Bizim Zamanımız, doksan dokuz yılının son üç ayında ve 2000’in ilk iki ayında geçiyor aslında. Milenyum! Milenyumda tüm zenginler uçan arabalara binmeye başlayacağı için kendiliğinden sınıf atlayacağına inanıyorlar. Kivi, çilek, muz kendiliğinden ucuzlayacak. Herkes kapsüllerle beslenmeye başlayacak. Hem belki milenyumda acı da çekilmiyordur? Aslında hepsi kendi milenyumunu bekliyor. Baktılar televizyonda anlatılan gibi değil elleri belinde beklemenin tarihini yazan bu kadınlar, şimdi diyor, bizim zamanımız.

Roman karakterlerinizi oluştururken otobiyografik unsurlardan ne kadar yararlandınız?

Benim büyüdüğüm bina Halkların Kardeşliği gibiydi. Kimi ararsan var. Bu daireler arasına yolluk atılırdı. Şimdi onlardan ve hikâyelerinden söz etmem çok doğru olmaz sanırım. Romanı Hasköy’de kurguladım ben. Otobiyografik kısmı da aslında burada başlıyor. Otobiyografik bir hikâye yazmadım ama yazarken biyografim değişti. Mesela babamın “solcusever” olduğunu bilmiyordum. Romanı yazmak için Hasköy sokaklarını bir kez daha gezmek istedim yıllar sonra. Amcamla buluştuk. Hasköy Spor Tesisleri’nin çay bahçesinde oturup sohbet ettik sonra da Kalaycıbahçe’ye doğru yürüdük. Bir kitapçının önüne oturduk. Orada hemen bir masa kuruldu. Babamın arkadaşları ve yaşça ondan küçük olanlar geldi. Hani biri ölünce arkasından hikâyeler anlatılır ya… Başladılar anlatmaya, 26 yıl sonra. Kıyasıya kavgaların olduğu o yıllarda yine bir gün “Faşistlerle aramızda bir kavga çıkmıştı,” dedi babamın arkadaşı, “baban da geldi yanımıza. Yokuşun başına doğru küfrediyor.” “Abi,” dedim “böyle dümdüz küfredilmez, biraz politik küfret.” “Politik küfür ne?” dedi. “Oportünistler de, revizyonistler de…” Tamam, demiş babam ve bildiğin o düz-cinsiyetçi küfürleri edip sonuna “Oportünistler, revizyonistler…” diye eklemiş. “Bizim gibi okuma yapmazdı baban ama bir kavgaya gireceksek yanımızda olurdu ve kavgaya girerken baban yanımızdaysa sayımıza bakmazdık.” Ben bu hikâyeleri dinlerken hepsini kaydettim. Sonra yürüyüşe devam ettik.
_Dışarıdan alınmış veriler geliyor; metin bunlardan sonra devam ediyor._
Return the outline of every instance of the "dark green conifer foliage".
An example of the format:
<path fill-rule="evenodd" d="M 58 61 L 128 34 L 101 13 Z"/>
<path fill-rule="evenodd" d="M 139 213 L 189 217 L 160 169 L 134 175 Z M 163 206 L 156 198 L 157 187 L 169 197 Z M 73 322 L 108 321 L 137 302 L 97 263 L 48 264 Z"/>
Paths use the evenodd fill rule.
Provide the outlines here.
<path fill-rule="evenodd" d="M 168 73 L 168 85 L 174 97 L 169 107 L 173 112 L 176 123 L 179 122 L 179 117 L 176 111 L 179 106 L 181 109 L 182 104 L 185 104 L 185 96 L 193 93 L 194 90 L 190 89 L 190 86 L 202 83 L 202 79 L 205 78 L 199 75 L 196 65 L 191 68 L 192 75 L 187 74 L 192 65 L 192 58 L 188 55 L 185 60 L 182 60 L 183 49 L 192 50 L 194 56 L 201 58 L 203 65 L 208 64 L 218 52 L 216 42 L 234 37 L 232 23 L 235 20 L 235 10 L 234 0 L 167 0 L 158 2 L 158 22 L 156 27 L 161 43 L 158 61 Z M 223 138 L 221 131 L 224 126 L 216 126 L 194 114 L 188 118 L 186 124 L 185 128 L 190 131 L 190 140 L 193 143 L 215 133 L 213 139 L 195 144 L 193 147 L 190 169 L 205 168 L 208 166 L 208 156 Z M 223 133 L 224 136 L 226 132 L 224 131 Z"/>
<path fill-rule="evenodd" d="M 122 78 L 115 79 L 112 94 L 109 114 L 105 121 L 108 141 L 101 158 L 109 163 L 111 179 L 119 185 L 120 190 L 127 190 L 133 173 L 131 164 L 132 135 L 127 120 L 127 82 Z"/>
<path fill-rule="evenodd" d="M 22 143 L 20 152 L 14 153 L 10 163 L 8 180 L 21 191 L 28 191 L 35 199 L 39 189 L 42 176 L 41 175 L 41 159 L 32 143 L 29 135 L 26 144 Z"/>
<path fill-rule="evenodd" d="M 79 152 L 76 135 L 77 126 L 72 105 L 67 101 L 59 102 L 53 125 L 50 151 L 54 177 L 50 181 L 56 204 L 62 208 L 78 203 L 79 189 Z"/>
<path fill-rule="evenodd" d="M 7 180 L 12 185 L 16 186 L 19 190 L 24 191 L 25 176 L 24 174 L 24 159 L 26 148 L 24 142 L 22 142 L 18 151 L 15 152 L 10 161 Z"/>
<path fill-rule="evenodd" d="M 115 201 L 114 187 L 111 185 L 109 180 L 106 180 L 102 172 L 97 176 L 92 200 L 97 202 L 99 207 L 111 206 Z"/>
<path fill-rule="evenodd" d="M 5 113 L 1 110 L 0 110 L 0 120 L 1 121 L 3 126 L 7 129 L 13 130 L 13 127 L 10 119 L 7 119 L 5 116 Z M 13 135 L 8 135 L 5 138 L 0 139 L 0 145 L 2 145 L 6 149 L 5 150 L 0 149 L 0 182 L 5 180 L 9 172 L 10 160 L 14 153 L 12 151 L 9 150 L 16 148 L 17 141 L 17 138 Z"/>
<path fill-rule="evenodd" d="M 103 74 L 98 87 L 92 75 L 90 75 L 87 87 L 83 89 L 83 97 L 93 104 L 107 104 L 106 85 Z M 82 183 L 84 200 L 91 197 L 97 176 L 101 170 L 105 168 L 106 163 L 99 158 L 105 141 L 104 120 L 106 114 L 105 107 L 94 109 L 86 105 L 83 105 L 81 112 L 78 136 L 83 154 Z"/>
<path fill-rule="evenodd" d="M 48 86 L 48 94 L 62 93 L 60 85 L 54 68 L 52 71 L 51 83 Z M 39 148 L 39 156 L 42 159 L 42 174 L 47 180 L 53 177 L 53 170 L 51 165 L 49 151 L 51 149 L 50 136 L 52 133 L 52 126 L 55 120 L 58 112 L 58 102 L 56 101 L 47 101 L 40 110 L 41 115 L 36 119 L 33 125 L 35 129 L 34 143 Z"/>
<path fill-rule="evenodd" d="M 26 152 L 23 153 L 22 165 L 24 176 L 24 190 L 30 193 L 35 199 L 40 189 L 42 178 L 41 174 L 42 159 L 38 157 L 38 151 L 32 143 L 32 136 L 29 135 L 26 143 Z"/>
Biriyle daha karşılaştık. “Bak,” dedi amcam, “abimin kızı…” O da “Duydum,” dedi. Mahalleye geleli daha yarım saat olmuştu. Mahalle aynı mahalle. Şiir gibi konuşan bu insanlar, aynı insanlar… Büyük bir oturma odasında oturup sohbet ettik gibi. Romanın ruhuna katkısı elbette oldu ama en çok da şunu öğretti bana: Hikâyeler anlatılmalı. Çünkü hâlâ kalan sağlar var.